Insurance giant Friends Life saw its first half year operating profits before tax drop by £12m compared to a year ago in the wake of the UK government's radical retirement reforms.
The FTSE 100 constituent revealed in its half year results that its operating profits before tax fell by 7% from 171m ($288m, €215m) in 2013 to £159m in 2014.
The firm explained that the fall had been partially offset by higher returns on shareholder assets as long-term expected rates of return improve.
"It's clear that our industry has seen a large amount of change in the first six months of 2014," said Andy Briggs, group chief executive of Friends Life.
"The scale of our business with more than two million pension customers representing one in seven defined contribution savers, as well as our focus on customer needs, means we are well placed to win in the retirement and savings market.
"I remain confident that we can fully benefit from the opportunities presented to us and that we have the right people to deliver our plans to drive growth throughout the business."
The company also revealed in its report that its value of new business dropped from £85m to £65m over the year.
The results come after the Chancellor George Osborne unveiled a raft of radical pension reforms as part of his 2014 Budget.
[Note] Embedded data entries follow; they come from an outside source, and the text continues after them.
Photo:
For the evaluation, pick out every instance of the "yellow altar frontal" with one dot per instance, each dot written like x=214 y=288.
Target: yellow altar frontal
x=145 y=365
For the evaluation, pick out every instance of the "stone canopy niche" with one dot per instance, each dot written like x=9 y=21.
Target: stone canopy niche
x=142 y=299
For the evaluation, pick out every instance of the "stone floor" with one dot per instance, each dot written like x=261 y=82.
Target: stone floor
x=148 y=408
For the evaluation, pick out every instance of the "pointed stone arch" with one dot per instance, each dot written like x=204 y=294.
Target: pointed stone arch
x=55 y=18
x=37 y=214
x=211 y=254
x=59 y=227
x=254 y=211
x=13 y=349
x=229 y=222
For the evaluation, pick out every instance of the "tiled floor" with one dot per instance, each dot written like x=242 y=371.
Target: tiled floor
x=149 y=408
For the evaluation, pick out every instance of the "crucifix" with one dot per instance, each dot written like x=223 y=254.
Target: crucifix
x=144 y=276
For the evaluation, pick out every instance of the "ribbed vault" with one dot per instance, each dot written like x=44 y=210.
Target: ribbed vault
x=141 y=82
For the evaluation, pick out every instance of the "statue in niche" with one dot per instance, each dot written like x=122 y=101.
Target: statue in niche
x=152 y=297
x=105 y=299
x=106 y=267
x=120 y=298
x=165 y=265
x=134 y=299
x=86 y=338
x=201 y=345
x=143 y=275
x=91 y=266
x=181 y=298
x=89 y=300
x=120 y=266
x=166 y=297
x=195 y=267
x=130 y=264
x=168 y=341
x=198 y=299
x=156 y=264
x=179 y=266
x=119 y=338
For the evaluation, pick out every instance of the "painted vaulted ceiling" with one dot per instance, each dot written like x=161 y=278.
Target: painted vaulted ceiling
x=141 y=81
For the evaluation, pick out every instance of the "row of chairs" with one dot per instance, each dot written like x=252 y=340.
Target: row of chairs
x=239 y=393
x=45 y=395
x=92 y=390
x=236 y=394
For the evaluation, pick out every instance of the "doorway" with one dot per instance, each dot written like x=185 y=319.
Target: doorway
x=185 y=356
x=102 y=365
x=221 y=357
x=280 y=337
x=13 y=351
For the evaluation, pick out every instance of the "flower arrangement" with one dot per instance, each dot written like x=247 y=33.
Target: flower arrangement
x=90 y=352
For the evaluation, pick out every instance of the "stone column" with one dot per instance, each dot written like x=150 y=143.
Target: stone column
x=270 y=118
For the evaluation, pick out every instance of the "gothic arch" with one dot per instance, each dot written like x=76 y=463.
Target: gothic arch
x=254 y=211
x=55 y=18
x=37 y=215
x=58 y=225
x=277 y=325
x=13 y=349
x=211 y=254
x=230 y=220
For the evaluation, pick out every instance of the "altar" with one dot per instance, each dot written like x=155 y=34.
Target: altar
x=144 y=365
Among the Conservative MP's measures was the legislation to enable retirees to withdraw their pension pot without having to purchase a costly annuity.
But a report from professional services firm Towers Watson retirement market will triple to £50bn in 2023 despite the changes.
However, Friends Life said new annuity applications are now beginning to fall, albeit not yet to the level of long-term expectations.
The firm said it expects applications in the second half of 2014 to fall further towards its long-term expectation of 20% lower than pre-Budget levels for Guaranteed Annuity Options business and 50% - 70% lower than pre-Budget levels for non-GAO business.